In Sydney, that 20 per cent increase two years’ from now would see the media house price jump by at roughly $207,000 – from $1.034 million to a whopping $1.24 million.
“The bottom line is that Australia’s housing upturn now has strong momentum that looks to be lifting further and will remain well supported by monetary conditions and an improving economic backdrop,” Westpac economists Bill Evans and Matthew Hassan said.
A strong recovery from last year’s COVID-19 recession and Australia’s vaccine rollout – which began today – have also played a positive hand in matters.
“Note that the vaccine developments will also influence the relative performance of different housing markets,” Westpac said.
“The smaller capital cities and regions are well placed to continue to outperform in 2021 but growth will swing towards the three eastern capitals – Sydney, Melbourne, and Brisbane in 2022 as the end of the pandemic allows international borders to reopen.”
Sydney: 10 per cent (2021) + 10 per cent (2022) = increase of $207,000.
Melbourne: 8 per cent (2021) + 10 per cent (2022) = increase of $147,943.
Brisbane: 10 per cent (2021) + 10 per cent (2022) = increase of $116,780.
Adelaide: 10 per cent (2021) + 8 per cent (2022) = increase of $91,796.

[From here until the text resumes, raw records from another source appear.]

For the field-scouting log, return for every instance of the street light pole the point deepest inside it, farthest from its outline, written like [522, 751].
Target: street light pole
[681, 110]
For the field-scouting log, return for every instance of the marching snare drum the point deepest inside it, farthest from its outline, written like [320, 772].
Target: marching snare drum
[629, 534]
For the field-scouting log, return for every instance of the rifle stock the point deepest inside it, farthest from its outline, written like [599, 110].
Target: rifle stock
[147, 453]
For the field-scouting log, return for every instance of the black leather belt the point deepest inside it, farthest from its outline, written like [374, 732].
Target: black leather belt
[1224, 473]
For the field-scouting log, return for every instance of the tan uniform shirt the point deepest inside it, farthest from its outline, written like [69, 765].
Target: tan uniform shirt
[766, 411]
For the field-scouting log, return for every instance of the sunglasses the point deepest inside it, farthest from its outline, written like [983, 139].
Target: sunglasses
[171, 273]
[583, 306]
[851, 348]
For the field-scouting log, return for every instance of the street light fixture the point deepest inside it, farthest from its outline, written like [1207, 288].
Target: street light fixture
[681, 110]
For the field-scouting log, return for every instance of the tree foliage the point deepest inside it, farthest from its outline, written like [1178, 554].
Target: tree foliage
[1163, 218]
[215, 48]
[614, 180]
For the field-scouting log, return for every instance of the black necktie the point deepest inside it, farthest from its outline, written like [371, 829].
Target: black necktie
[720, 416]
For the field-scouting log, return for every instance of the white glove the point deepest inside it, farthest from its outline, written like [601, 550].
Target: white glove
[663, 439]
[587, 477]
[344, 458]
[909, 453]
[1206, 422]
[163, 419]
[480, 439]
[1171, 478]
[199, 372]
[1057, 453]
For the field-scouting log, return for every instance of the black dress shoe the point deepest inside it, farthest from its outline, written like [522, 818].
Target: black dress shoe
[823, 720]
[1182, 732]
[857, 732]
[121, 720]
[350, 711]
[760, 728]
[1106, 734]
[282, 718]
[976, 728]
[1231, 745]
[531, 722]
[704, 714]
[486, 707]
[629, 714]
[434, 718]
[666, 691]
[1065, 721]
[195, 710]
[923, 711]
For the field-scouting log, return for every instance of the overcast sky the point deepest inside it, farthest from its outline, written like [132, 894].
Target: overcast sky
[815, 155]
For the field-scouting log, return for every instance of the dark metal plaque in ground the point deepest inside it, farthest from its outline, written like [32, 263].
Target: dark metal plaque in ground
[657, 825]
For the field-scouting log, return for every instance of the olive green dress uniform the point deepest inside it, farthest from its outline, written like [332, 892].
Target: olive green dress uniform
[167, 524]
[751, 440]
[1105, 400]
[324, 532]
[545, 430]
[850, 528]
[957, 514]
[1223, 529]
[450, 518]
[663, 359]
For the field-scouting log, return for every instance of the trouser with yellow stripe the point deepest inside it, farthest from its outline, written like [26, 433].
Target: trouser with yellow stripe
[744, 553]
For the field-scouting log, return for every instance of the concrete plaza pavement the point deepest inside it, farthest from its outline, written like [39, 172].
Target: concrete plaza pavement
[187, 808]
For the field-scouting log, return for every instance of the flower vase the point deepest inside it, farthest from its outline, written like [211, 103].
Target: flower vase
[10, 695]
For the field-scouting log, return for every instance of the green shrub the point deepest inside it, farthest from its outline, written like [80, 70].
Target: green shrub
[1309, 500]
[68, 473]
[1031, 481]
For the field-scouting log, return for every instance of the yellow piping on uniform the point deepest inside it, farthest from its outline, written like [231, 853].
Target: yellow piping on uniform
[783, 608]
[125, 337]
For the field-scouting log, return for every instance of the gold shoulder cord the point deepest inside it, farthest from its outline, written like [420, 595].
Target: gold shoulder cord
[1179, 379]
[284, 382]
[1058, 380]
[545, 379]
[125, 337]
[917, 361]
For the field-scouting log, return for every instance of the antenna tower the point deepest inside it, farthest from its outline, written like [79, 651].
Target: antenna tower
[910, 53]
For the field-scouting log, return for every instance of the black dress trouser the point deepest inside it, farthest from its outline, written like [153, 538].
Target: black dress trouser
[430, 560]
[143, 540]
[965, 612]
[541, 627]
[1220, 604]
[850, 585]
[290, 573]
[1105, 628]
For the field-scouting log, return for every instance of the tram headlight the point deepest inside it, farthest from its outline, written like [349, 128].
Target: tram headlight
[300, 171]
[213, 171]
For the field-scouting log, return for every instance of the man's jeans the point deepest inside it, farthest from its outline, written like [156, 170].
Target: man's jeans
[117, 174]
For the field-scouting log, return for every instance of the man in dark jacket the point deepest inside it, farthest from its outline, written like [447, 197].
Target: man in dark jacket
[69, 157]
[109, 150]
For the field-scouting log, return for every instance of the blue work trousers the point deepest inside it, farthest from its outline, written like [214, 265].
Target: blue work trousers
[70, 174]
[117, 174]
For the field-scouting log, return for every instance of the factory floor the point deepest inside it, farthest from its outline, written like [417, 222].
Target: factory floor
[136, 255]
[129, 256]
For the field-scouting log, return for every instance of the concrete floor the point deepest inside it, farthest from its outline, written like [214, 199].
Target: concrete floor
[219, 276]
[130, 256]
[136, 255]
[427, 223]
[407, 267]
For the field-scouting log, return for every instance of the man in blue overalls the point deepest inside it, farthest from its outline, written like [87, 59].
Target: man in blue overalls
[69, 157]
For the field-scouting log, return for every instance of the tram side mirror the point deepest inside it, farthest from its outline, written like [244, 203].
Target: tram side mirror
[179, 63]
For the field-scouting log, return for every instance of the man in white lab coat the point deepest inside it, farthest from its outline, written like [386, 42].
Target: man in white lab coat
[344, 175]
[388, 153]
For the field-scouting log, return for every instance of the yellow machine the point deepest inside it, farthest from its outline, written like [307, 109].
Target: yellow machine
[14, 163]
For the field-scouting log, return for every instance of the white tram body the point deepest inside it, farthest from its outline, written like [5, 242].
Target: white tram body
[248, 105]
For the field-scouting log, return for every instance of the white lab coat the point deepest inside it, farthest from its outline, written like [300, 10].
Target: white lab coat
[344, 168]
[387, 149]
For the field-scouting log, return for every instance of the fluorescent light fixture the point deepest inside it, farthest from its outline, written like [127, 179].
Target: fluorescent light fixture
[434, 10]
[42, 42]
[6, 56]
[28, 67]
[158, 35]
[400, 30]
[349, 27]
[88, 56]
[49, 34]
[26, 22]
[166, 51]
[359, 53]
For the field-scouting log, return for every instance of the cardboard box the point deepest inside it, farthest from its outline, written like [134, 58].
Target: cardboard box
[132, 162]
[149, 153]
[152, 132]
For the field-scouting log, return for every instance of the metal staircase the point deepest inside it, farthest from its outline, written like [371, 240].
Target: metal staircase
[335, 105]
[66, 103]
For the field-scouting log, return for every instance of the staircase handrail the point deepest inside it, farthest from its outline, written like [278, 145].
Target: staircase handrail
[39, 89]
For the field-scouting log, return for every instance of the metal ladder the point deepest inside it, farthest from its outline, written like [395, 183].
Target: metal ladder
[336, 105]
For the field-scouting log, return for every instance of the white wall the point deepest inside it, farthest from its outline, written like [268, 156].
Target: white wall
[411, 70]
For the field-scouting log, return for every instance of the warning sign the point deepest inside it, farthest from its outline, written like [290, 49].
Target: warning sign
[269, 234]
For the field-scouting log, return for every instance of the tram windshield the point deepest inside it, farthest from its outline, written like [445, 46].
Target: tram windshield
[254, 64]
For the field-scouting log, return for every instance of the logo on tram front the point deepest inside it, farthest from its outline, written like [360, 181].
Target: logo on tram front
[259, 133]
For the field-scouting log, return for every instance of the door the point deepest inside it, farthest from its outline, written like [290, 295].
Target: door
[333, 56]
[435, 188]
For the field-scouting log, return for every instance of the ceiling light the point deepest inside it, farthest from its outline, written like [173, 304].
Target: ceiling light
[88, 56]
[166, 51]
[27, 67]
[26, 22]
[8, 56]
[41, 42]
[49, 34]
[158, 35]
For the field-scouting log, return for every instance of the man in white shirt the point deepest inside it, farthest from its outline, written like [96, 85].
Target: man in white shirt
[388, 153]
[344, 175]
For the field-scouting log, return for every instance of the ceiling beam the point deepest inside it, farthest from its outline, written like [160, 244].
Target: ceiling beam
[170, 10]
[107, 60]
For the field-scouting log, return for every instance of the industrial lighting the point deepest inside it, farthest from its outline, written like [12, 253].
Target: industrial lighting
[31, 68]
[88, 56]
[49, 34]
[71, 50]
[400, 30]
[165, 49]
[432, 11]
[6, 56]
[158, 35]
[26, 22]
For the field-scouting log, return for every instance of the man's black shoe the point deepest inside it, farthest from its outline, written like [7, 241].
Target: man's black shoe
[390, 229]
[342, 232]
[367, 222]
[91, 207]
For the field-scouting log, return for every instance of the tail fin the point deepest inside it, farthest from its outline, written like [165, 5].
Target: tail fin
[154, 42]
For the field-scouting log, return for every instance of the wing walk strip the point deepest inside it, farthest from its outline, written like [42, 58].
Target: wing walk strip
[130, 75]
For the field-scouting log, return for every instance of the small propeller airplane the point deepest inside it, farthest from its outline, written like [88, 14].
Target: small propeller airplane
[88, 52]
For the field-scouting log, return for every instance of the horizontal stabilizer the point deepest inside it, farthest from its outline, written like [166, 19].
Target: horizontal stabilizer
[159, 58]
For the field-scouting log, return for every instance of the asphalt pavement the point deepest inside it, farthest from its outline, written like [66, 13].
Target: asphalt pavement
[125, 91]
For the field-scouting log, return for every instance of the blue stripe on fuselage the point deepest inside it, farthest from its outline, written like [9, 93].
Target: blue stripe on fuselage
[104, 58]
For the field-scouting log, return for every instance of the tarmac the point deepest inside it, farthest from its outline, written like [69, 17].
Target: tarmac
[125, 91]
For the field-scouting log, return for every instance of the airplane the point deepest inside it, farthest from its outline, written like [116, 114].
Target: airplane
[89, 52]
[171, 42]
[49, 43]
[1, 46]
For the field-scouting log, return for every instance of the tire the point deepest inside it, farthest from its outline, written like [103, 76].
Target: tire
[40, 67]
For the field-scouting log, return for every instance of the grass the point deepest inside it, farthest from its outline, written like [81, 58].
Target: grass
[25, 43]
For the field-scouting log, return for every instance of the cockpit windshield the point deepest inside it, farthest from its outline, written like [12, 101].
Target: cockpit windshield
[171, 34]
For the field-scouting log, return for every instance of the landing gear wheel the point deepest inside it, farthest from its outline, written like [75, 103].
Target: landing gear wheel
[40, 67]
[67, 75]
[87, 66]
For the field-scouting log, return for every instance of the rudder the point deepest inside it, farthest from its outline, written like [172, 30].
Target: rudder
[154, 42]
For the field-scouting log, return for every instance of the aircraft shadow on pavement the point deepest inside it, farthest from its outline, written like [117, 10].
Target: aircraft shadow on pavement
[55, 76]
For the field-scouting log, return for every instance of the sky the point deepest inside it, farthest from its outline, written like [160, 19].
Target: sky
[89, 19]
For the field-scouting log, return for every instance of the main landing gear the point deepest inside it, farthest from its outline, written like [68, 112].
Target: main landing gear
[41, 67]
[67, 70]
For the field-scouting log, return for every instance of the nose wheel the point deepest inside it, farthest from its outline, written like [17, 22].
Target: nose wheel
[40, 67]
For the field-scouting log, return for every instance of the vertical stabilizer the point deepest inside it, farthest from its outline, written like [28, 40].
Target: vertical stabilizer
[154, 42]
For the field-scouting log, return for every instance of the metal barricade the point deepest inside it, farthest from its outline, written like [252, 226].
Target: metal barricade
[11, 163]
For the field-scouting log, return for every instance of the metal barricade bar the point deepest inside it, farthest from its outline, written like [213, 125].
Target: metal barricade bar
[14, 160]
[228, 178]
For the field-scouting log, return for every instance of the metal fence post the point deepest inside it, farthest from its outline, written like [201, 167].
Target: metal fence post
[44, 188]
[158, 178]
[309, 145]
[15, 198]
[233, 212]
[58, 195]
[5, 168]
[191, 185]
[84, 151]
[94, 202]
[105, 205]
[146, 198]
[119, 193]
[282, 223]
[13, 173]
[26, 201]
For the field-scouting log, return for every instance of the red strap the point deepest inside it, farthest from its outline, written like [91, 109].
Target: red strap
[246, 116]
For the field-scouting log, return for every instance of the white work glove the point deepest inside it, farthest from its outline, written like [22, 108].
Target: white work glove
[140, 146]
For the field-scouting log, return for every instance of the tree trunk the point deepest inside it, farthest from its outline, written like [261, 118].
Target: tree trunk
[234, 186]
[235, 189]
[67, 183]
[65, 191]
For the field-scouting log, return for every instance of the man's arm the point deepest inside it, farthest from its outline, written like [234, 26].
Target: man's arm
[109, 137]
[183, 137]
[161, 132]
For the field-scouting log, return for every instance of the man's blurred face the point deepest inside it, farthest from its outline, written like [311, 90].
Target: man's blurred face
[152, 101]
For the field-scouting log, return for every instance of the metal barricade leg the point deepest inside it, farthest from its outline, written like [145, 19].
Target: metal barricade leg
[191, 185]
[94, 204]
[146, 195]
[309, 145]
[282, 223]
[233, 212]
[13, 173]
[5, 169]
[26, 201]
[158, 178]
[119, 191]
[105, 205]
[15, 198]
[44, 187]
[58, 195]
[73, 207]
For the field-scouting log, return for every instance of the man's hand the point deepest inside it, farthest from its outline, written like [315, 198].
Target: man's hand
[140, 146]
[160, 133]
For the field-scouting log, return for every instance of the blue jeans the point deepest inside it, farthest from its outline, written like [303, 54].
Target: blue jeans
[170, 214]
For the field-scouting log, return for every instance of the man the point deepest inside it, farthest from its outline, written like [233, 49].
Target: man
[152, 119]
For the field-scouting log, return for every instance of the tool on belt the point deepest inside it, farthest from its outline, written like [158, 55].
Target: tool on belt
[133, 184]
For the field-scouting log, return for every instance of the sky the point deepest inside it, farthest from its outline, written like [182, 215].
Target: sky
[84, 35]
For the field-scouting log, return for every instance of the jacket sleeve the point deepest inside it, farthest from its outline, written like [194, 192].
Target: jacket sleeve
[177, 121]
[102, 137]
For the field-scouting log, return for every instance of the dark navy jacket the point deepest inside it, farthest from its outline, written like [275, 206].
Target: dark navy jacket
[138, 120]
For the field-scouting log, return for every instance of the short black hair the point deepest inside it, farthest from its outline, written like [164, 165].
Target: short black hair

Hobart: 8 per cent (2021) + 6 per cent (2022) = increase of $78,685.
Perth: 12 per cent (2021) + 8 per cent (2022) = $101,217.
Economist Saul Eslake told The Sydney Morning Herald last month that recent gains in the housing boon are unlikely to be undone.
“I would say the rise in house prices is probably sustainable,” he said.
“Indeed, we could see further gains in many regional cities as people adapt to the opportunities created by the more widespread acceptance – at least for white-collar occupations – of working from home.
“Much of the demand is coming from first-time buyers, who appear to perceive an opportunity to get into the housing market without facing the competition from cashed-up immigrants or negatively geared domestic investors, which has ‘squeezed’ them out for most of the preceding 30 years.”
Prolonged border closures, however, could hurt house prices from 2023, Westpac warned.
“If borders remain closed for longer or migration inflows are slow to restart that could lead to a market-wide physical oversupply of dwellings by 2022,” the bank said.
“How that may influence market conditions and price growth is unclear.”